SLUG: I was reading over the press clippings that Thurston put in SY’s bio material and there’s one where you say: “My theory is that women make natural anarchists because they’re outside the system in so many ways—it’s that unpredictable, wild female thing.” (August 1990 Interview Magazine.)
Kim: Well, I mean it’s just that… the rules aren’t for women. They’re sort of made by men, for men, for the most part. So that would leave it that women are used to working around in building another order of their own. A sort of non-order.
SLUG: So is SY only a small part of what your musical plans are for yourself? I’m talking about over a lifetime.
Kim: Oh, I don’t know.
SLUG: Did you get into music because you wanted to, or did you fall into it?
Kim: I sort of fell into it. I was raised to be a visual artist. I just ended up doing music because I couldn’t figure out a way to do.I didn’t have an emotional framework in art in order to say what I wanted to say. Because, I wasn’t interested in abstract expressionism. I just couldn’t put my interests into conceptualism with what I wanted to say emotionally. Like when I came to New York, I was most inspired by the music I saw happening.

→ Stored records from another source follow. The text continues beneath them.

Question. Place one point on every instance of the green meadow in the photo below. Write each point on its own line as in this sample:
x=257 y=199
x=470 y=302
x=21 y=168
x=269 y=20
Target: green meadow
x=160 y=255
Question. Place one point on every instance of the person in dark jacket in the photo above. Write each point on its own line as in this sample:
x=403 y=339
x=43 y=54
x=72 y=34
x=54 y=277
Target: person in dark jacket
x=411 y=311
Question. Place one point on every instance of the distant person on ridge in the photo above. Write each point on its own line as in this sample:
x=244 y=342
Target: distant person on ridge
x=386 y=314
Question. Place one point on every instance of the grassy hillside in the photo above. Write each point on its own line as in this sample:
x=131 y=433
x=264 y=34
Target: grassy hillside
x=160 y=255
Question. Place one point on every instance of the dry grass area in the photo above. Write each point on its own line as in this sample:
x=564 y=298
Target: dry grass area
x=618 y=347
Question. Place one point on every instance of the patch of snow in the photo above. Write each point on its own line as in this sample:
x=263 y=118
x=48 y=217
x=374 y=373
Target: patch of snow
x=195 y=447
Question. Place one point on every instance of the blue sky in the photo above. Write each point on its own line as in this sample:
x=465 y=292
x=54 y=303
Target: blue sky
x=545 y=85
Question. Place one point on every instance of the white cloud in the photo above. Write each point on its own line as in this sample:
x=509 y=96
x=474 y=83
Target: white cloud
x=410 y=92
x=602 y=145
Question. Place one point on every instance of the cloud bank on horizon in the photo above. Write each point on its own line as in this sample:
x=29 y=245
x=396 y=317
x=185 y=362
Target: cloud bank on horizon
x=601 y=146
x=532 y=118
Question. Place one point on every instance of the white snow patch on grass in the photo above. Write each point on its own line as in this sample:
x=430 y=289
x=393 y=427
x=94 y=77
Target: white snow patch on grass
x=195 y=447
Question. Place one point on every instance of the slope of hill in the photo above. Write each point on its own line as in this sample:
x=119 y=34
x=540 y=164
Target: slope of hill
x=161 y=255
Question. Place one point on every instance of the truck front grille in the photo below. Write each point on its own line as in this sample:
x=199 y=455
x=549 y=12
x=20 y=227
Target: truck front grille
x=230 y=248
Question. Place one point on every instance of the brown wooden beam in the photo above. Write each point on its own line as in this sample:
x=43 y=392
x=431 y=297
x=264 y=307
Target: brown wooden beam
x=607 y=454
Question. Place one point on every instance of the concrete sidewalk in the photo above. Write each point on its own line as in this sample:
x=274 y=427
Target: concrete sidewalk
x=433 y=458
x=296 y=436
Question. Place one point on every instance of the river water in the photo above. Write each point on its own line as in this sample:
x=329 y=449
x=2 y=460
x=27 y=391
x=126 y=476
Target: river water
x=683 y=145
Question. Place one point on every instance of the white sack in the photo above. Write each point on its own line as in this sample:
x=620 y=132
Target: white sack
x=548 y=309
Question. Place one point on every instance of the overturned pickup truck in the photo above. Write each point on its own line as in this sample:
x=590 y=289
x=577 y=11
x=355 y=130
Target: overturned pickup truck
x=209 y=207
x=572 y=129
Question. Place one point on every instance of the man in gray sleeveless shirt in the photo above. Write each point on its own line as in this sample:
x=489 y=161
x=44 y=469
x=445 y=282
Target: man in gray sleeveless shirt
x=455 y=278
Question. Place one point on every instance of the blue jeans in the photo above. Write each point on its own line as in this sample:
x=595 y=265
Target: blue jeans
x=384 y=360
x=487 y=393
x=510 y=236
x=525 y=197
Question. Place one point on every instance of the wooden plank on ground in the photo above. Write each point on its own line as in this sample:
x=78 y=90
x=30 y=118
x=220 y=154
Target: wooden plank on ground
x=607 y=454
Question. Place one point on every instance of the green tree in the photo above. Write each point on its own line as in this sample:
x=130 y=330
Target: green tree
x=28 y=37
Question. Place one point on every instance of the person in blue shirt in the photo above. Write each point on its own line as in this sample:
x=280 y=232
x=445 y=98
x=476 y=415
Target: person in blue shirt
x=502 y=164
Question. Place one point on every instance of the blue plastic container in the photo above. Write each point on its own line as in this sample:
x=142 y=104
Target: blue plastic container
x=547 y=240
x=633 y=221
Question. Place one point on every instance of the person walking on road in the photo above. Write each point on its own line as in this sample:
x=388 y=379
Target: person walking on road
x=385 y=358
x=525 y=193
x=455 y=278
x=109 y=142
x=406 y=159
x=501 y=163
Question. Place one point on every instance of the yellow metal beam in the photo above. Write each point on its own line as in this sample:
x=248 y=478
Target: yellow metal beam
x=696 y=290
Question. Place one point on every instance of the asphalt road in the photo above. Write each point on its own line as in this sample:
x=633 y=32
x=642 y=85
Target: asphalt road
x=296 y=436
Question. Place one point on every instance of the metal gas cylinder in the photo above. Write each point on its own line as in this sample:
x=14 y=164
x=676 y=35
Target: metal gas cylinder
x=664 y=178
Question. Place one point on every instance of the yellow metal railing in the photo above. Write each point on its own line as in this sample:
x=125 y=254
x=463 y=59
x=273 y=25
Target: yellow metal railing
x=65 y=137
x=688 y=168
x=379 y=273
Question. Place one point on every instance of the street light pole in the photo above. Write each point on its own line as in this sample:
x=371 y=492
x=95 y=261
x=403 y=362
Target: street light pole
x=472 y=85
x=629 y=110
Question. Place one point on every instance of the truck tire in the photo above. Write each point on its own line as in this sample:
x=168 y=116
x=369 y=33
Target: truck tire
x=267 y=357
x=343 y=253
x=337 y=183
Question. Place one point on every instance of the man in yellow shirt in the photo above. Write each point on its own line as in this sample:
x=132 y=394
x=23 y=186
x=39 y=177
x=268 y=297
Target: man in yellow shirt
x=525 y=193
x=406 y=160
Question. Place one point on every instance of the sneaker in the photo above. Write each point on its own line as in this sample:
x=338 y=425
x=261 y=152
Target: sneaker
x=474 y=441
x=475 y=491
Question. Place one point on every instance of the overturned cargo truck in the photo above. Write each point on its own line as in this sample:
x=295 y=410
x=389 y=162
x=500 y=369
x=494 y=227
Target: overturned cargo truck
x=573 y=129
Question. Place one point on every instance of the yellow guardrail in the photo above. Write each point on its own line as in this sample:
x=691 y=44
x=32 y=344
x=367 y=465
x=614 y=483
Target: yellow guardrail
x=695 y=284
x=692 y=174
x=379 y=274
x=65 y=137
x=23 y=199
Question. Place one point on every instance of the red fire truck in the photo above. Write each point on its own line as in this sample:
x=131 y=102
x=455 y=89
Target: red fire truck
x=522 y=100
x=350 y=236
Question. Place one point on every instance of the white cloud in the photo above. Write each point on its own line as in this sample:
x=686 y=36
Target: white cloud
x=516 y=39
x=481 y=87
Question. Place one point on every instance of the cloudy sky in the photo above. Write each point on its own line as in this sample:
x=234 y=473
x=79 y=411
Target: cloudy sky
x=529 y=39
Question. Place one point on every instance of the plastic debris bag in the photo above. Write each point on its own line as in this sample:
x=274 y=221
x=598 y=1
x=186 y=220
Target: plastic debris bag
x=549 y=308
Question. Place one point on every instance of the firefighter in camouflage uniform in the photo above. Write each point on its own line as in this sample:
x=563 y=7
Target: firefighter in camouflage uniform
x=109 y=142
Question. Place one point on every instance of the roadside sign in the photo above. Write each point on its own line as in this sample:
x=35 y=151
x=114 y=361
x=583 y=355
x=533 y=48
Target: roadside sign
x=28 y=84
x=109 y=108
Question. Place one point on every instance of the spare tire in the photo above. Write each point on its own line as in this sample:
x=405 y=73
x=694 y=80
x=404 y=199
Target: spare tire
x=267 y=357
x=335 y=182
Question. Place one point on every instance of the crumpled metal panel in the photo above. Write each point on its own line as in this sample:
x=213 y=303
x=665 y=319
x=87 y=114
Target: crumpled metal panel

SLUG: What kind of music is that?
Kim: Nu-wave bands like DNA and The Statics, this band Glenn Branca was in and The Contortions. Stuff like that. It was much more exciting.
SLUG: Are you doing any visual art now?
Kim: Not really, I think I’ll always sort of… whether I do art or music, I would apply similar ideas. Just commenting on popular culture in different ways.
SLUG: The letter you wrote about the cover art, the bunny art…
Kim: Those pictures are by this artist Mike Kelley. He’s done a series of work with these stuffed animals laid out on blankets around it. It’s sort of to drive home the aspect of the sort of repression of whatever’s dirty in American culture.
SLUG: Comparing your older work like Bad Moon Rising and EVOL to what SY does now, do you think that the earlier music was darker, and that now SY incorporates more pop elements into the mix?
Kim: I think we’ve always done that, but I think maybe now things are just more focused. Or it’s more clear that’s what we’re doing.
SLUG: Lastly, where does SY go from here?
Kim: Good question [laughs].
SLUg: Is the ballad album next?
Kim: I guess we’re going to do country-western and blues songs. You know, copy Sinead. That’ll keep us busy!